Возвращаясь вечером с детьми, Соня не всегда могла войти в квартиру. Порой приходилось раздеваться в прихожей, переносить детей в одну из комнат и потом отмывать испачканные коридоры. В эти минуты Соня негодовала так же, как в детстве на Тину, вечно лишавшую ее покоя. Она не говорила обидных слов, только просила Эстер уйти в свою комнату, не смотреть, пока она все это мыла. Но Тина, понятия не имеющая о деликатности, была тут как тут, трещала как спортивный комментатор, и Соне становилось еще хуже. Ей казалось, что все вокруг живут по-человечески, и только она постоянно пребывает в каком-нибудь дерьме. «Точно, они обе меня переживут», – бубнила она, представляя себя в гробу, и получалось так явно, что приходилось немедленно думать о чем-нибудь другом.
– Саш, ну почему у других все как у людей? И мамы живы, помочь могут, и бабки не срутся… Саш, как ты все это терпишь? Осточертели мы тебе все, да?

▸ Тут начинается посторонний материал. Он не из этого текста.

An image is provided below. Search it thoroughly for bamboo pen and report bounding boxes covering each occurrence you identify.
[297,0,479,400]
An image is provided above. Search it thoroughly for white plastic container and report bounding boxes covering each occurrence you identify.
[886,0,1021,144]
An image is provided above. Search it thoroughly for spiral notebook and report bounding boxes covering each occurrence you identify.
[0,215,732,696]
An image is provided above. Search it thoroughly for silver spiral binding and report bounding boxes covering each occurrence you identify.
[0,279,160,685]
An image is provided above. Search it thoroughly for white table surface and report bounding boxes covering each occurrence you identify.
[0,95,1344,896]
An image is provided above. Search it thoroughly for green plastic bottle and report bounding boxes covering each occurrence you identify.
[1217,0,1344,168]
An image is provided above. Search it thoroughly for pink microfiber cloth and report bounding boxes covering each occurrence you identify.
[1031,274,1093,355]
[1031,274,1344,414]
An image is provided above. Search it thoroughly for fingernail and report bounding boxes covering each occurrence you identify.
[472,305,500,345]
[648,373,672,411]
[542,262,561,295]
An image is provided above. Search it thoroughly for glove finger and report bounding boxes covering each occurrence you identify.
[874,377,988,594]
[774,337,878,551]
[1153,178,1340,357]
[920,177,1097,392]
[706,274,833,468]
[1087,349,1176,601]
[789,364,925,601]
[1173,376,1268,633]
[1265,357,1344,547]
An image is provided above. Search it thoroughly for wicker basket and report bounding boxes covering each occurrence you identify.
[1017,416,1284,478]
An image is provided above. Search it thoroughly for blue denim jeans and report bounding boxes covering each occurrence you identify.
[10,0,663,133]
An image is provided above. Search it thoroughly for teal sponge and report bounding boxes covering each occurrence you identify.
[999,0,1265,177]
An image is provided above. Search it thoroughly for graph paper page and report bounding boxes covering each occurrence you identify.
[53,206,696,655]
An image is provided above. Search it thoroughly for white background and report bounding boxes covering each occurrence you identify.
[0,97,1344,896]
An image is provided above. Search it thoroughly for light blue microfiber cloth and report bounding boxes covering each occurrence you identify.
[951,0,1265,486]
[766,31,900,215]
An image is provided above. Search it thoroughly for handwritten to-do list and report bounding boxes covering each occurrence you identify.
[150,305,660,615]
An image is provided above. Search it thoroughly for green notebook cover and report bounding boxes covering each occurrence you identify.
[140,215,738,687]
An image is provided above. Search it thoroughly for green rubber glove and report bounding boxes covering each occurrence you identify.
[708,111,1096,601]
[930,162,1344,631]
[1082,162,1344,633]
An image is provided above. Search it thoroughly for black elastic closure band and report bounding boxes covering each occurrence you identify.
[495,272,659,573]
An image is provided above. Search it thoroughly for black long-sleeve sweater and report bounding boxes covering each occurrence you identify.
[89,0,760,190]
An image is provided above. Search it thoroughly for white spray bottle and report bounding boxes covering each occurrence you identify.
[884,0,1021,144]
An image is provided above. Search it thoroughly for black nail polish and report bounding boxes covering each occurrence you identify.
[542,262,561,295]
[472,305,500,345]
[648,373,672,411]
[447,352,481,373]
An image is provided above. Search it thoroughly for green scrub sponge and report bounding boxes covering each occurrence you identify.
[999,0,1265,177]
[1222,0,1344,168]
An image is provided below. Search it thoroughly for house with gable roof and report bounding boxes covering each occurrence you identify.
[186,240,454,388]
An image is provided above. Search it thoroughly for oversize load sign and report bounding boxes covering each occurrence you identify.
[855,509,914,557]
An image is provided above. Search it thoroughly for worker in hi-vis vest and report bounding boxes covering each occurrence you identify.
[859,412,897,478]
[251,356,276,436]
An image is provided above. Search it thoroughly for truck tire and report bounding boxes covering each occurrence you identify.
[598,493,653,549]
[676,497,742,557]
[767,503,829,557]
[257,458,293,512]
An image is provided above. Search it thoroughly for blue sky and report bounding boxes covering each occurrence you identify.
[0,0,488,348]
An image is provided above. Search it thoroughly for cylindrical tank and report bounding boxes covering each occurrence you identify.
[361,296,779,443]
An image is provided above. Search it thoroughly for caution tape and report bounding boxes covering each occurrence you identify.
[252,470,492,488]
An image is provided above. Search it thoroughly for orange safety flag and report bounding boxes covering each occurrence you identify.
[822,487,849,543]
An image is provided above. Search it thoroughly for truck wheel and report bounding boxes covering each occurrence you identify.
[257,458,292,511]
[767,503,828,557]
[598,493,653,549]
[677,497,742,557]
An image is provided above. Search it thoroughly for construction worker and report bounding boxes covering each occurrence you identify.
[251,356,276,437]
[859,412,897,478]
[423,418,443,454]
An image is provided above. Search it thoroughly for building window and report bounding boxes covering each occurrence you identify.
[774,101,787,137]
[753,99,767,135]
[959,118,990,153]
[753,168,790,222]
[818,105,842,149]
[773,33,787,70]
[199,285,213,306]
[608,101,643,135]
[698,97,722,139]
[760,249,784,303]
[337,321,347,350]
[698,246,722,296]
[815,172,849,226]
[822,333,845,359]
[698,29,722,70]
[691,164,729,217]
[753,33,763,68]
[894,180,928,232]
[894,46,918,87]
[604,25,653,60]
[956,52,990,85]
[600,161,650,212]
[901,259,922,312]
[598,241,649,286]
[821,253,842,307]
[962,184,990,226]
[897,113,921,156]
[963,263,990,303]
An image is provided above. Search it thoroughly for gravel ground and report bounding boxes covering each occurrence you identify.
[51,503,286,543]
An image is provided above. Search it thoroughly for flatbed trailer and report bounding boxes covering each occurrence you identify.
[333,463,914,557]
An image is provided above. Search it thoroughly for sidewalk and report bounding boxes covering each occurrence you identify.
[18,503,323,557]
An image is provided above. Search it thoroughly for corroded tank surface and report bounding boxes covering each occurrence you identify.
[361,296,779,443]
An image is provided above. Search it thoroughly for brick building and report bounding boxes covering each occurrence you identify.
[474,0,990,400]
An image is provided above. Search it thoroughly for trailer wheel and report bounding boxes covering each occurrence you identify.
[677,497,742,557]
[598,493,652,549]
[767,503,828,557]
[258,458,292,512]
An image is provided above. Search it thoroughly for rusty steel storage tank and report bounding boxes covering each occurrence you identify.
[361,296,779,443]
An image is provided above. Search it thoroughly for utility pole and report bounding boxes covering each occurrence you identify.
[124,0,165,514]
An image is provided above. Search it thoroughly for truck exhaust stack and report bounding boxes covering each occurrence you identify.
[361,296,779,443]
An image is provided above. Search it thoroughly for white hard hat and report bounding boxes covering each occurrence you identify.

…Через два года Эстер умерла. Это произошло достаточно быстро, но она успела осознать, что уходит. Перед смертью из всей родни Эстер хотела видеть только Соню, успев показать этим, как рада тому, что смогла что-то сделать для своей единственной внучки.
Вместо традиционного реквиема на похоронах Осип заказал «Песню Сольвейг» Грига. «Так хотела мама», – плача, шепнул он и тем самым задал своей дочери задачу, ответ на которую она искала потом много лет. Это не стало навязчивой идеей, но галочку себе Соня в тот день поставила. Ей тоже хотелось найти для себя музыку, под которую она закажет себя отпеть.
Простившись с бабушкой, Соня думала, что научилась у Тэры жить легко, улыбаться, когда меч свищет над загривком, и что теперь ей известно, какой может быть настоящая женщина. Но полюбить Эстер она не успела.
Наконец-то они одни! В это невозможно было поверить! Эстер умерла весной, Алевтина летом гостила у знакомых, до холодов далеко, и Соня задышала полной грудью.
– Вера, давай к нам! У нас сегодня куча народу! Давай с Машенькой, теперь-то есть где поиграть детям.
…В отличие от подруги, Вера выросла в интеллигентной семье с крепкими традициями. Окруженная вниманием, благополучная во всем, она чувствовала себя вполне счастливой. Теперь, с нежностью наблюдая за подругой, Вера понимала, насколько разные их «отправные точки», как отличался друг от друга тот «багаж», с которым они вступили в жизнь. На первый взгляд в Верином окружении было немало людей, более подходящих для дружбы и общения по воспитанию и кругозору, однако именно Соня стала самой близкой ее подругой. «Мы совершенно разные, – думала Вера. – И все-таки именно Соня – моя родная душа».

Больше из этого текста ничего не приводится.